Bharat Forge reports Q2 net loss of Rs 1.32 cr

By: |
November 11, 2020 4:00 PM

On the export front, Kalyani said there are clear signs of demand improvement, especially in the commercial vehicle segment, but the second wave of COVID-19 cases in Europe and North America and its potential impact on demand is something to keep track of.

Demand in both the markets improved gradually over the course of the quarter

Auto components major Bharat Forge on Wednesday reported a consolidated net loss of Rs 1.32 crore in the second quarter ended September 30 hit by the coronavirus pandemic induced disruptions.

The company had posted a consolidated net profit of Rs 205.49 crore in the same quarter last fiscal, Bharat Forge said in a regulatory filing.

Consolidated revenue from operations during the period under review stood at Rs 1,376.09 crore as against Rs 2,155.20 crore in the year-ago period, it added.

Commenting on the performance, Bharat Forge Chairman and Managing Director BN Kalyani said, “The consolidated quarterly weak financials reflect the full impact of COVID-19 lockdown on our overseas manufacturing operations in Europe and North America during April-June period. Despite governmental assistance, they recorded an EBITDA loss of Rs 334 million.”

He further said the company’s restructuring of both the Indian and international operations to enhance sustainability continues.

“We are focusing on incorporating more digital solutions in manufacturing and we also are making steady progress on further optimisation of our fixed cost,” Kalyani added.

Bharat Forge said the domestic automotive industry that was severely impacted by the nationwide lockdown imposed in the first quarter of FY 2021, started showing some signs of recovery from the months of July and August.

As the economy started opening up again in a phased manner and infrastructure projects got on track, fleet utilisation improved sequentially resulting in firming up of freight rates, it stated.

“As a result, every segment of the commercial vehicle (CV) industry witnessed a rise in demand, but demand was more robust on LCV and ICV as compared to the M&HCV segment. The M&HCV production was down 41 per cent in Q2 FY21 compared to the same period last year,” it added.

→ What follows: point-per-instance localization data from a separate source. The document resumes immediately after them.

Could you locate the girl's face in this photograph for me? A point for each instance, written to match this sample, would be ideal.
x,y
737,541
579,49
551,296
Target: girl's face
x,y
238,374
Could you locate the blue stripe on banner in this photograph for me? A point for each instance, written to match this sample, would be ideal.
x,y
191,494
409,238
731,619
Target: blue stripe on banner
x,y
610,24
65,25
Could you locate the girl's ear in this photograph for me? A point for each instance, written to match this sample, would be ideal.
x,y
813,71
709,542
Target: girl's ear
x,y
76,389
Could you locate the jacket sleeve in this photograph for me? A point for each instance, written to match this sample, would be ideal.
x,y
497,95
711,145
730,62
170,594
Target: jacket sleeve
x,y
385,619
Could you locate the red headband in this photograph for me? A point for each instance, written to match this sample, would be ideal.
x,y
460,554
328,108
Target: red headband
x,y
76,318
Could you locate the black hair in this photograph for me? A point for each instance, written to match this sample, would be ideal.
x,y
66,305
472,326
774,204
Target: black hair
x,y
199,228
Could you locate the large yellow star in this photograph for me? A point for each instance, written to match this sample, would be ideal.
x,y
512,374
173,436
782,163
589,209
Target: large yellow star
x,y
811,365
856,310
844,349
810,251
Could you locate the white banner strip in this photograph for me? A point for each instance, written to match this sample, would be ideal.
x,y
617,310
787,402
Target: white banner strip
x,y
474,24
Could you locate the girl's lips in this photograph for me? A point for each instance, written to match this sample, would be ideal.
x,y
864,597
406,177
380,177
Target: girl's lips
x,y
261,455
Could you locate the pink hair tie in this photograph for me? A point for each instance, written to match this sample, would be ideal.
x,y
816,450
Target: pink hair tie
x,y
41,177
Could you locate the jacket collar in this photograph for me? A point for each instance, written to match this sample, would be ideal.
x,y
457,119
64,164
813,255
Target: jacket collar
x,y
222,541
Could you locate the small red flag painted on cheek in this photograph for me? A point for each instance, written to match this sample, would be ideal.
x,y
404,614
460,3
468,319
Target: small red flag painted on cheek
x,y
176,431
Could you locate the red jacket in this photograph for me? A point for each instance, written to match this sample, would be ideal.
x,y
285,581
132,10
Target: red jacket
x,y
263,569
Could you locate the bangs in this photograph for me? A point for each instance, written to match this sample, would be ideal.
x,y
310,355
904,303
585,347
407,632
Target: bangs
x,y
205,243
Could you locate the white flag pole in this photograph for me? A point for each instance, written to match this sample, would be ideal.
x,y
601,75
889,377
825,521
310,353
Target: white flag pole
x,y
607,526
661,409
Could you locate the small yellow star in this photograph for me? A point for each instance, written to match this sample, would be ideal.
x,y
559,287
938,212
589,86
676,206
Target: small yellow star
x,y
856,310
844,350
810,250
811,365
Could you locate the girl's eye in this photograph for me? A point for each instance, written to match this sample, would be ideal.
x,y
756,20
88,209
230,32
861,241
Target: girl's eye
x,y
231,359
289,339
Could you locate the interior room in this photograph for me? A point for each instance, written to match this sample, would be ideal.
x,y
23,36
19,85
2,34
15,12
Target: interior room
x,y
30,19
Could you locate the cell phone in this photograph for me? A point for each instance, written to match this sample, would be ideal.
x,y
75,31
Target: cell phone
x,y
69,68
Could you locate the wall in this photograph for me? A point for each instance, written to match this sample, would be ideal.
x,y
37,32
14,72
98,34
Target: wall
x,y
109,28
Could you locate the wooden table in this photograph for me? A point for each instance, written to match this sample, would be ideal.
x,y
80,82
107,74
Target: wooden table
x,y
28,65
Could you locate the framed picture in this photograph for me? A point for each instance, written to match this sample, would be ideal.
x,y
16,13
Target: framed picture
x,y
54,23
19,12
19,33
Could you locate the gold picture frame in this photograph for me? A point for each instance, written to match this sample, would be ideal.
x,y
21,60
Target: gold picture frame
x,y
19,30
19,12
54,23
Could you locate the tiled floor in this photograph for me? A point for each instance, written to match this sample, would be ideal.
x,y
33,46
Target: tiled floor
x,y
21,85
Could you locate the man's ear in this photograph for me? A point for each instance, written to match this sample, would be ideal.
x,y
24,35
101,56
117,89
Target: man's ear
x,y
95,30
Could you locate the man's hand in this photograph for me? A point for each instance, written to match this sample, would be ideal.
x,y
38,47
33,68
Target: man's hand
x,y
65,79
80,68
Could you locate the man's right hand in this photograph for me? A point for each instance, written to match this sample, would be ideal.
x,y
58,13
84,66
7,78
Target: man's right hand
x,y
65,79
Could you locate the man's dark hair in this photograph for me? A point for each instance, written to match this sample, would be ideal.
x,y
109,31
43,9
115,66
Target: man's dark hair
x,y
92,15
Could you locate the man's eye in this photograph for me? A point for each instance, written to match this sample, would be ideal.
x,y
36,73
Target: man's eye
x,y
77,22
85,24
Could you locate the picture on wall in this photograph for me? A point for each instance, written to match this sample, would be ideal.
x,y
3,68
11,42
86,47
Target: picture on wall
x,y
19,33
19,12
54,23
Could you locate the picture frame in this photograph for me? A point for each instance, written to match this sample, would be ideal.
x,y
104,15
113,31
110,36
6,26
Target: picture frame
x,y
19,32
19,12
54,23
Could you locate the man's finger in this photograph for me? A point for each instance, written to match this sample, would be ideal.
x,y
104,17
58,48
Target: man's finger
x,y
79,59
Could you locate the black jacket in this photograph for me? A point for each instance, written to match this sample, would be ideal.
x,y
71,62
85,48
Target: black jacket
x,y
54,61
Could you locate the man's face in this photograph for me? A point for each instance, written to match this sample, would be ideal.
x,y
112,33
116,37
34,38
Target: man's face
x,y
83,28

As for the international automotive business, the company said North American and European heavy truck production recovered quicker than expected from the lows of April and May as lockdowns were eased and economies worldwide started opening up.

Demand in both the markets improved gradually over the course of the quarter on the back of increased freight volumes, higher freight rates and some pent-up replacement cycle demand. It is expected to remain stable at the present range in the near term with buyer confidence increasing as the economy recovers and generates ample freight.

On the outlook, he said, “Looking ahead to demand for the coming quarter, the outlook for domestic market is positive but is subject to continued momentum on the investment in infrastructure.”

On the export front, Kalyani said there are clear signs of demand improvement, especially in the commercial vehicle segment, but the second wave of COVID-19 cases in Europe and North America and its potential impact on demand is something to keep track of.